KnowYourPoliticians (KYP)

Example UI of the chatbot!

Inspiration

What actually happens behind the closed doors of Congress? Who are the senators representing me, and what actions are they actually taking with regards to topics that are important to me? While information on the full legislative process is publicly available on online websites, they are often too hard to parse through and read. Who spends their Saturday going through 60-page congressional reports anyway?

We believe a chatbot-style UI that provides answers to the user's burning questions will bridge the gap between Congress and voters, increase transparency on the legislative process, and help voters make more informed decisions during elections. Hence, KnowYourPoliticians was born.

What it does

Ask any question related to the US legislative system (e.x. Who is the senator of North Carolina? What has he said about climate change? What gun control bills have he supported?) and our chatbot-style UI will give you responses based on publicly available transcripts of hearings, speeches, and bills and also cite the exact source the response was based off of.

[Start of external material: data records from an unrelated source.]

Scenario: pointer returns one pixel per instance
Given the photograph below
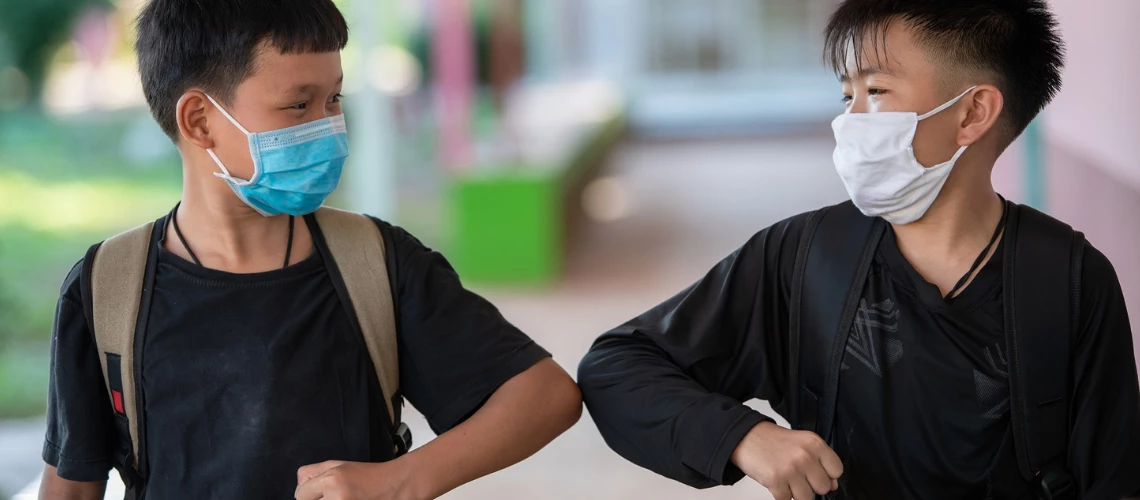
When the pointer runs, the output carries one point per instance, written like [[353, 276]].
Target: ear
[[193, 125], [983, 107]]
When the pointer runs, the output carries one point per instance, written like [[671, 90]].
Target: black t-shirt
[[922, 409], [923, 399], [247, 377]]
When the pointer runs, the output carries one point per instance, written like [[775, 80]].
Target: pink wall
[[1092, 136], [1097, 115]]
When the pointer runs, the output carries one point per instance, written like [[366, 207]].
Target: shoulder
[[72, 286], [397, 238], [1098, 276]]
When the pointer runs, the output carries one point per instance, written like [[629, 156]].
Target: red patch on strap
[[117, 398]]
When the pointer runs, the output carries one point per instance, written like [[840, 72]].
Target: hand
[[352, 481], [790, 464]]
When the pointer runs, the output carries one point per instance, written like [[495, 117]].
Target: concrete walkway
[[691, 204]]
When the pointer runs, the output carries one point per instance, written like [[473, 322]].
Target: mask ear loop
[[949, 104], [225, 172]]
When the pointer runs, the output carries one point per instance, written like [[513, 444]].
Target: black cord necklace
[[977, 262], [173, 218]]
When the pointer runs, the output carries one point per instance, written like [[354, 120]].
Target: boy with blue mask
[[249, 377], [927, 339]]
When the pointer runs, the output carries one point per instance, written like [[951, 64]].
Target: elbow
[[570, 408], [559, 398]]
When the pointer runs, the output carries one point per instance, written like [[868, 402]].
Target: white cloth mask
[[874, 157]]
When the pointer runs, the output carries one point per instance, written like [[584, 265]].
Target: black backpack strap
[[831, 265], [1042, 292]]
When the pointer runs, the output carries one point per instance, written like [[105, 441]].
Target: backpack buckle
[[402, 439], [1057, 484]]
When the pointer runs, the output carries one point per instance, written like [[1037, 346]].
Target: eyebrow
[[306, 88], [864, 72]]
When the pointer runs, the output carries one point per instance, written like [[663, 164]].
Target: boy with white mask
[[267, 349], [927, 339]]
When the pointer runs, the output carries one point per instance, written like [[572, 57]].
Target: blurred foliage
[[32, 30], [65, 183]]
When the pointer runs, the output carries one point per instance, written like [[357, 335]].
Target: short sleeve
[[455, 347], [79, 427]]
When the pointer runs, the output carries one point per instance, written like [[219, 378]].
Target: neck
[[958, 227], [227, 235]]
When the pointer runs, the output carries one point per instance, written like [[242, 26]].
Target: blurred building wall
[[1092, 137]]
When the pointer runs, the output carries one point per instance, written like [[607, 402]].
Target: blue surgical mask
[[294, 170]]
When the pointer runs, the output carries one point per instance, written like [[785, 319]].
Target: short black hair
[[211, 44], [1016, 41]]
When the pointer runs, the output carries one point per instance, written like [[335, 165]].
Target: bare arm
[[521, 417], [524, 415], [55, 488]]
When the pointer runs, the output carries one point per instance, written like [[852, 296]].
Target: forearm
[[654, 415], [55, 488], [521, 417]]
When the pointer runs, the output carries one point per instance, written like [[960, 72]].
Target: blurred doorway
[[715, 65]]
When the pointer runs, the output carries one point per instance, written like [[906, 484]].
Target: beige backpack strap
[[117, 276], [357, 246]]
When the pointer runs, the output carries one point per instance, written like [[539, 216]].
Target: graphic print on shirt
[[862, 345], [993, 394]]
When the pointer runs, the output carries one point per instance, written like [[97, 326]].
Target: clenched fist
[[790, 464], [351, 481]]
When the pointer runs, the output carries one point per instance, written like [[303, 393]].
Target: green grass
[[64, 186], [23, 380]]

In addition, the Premium version of the app will provide further ML-driven insights in response to the question. For example, ask "How has Joe Wilson's opinion on climate change changed over time?" and you'll also see a graph of his sentiment towards climate change year-over-year. Ask about a senator's party affiliation, and you'll see a voting pattern chart that shows who the senator usually votes with and against.

How we built it

We primarily relied on Retrieval Augmented Generation (RAG) to create vector databases storing chunks of congressional reports, transcripts of hearings, past bills, etc. dating back to 2019. We scraped this legislative data mostly from govinfo.org. Each type of document from each year was embedded into its own vector database in order to minimize retrieval/inference time during deployment.

Once we create the vector databases, we used Langchain to access the OpenAI endpoint for retrieval and response generation. Lastly, the UI was rendered using Streamlit's chat application API, which allows us to store and display chat history in session.

For temporal sentiment analysis, we retrieved top 3 relevant chunks across each year, and ran sentiment analysis on each OpenAI response generated. We then plotted the change in sentiment over time on a Streamlit bar graph that complimented the OpenAI response.

For the voting pattern classification, we let every congressperson represent a node on a a weighted graph and weight each edge by the number of times those two congressmen vote together. The resulting adjacency list is our affinity matrix, and when we compute a spectral embedding, in theory we can visualize similarities in voting patterns in lower dimensional space (R2)

Challenges we ran into

There are a few of the unique challenges that this project runs into:

Data Scraping: 1. Most of the text/pdfs we scraped aren’t actually posted on the gov websites for some reason so we had to reverse engineer the backend to get the urls to scrape text from. 2. Also many methods of scraping didnt work bc the gov websites would block them
Embedding into Vector DBs: inserting embeddings into vector DBs caused a lot of issues because there was an OpenAI rate limit on number of tokens processed per minute. As a result, we had to use a workaround to upload embeddings to vector DBs with a delay in between batches of document chunks.
Lost Information in Long Context Lengths: Because congressmen speak for long periods of time in many of these documents, the 1500 size chunks often do not contain information about who is speaking at the moment. We thus had to do extra metadata tagging to add information about who's talking in a given document chunk and filter our queries accordingly.

Accomplishments that we're proud of

We're proud of creating a full-stack chatbot that not only achieves its purpose but adds technical improvements to make the results even more accurate for end users.

What we learned

We learnt a lot about how Langchain works, and how it processes text to store in vector DBs.

What's next for KnowYourPoliticians (KYP)

We want to extract and ingest more data into our local vector DBs
We want to improve on and add more ML-driven analytical tools for our premium feature
We want to make retrieval and inference much more accurate and quicker.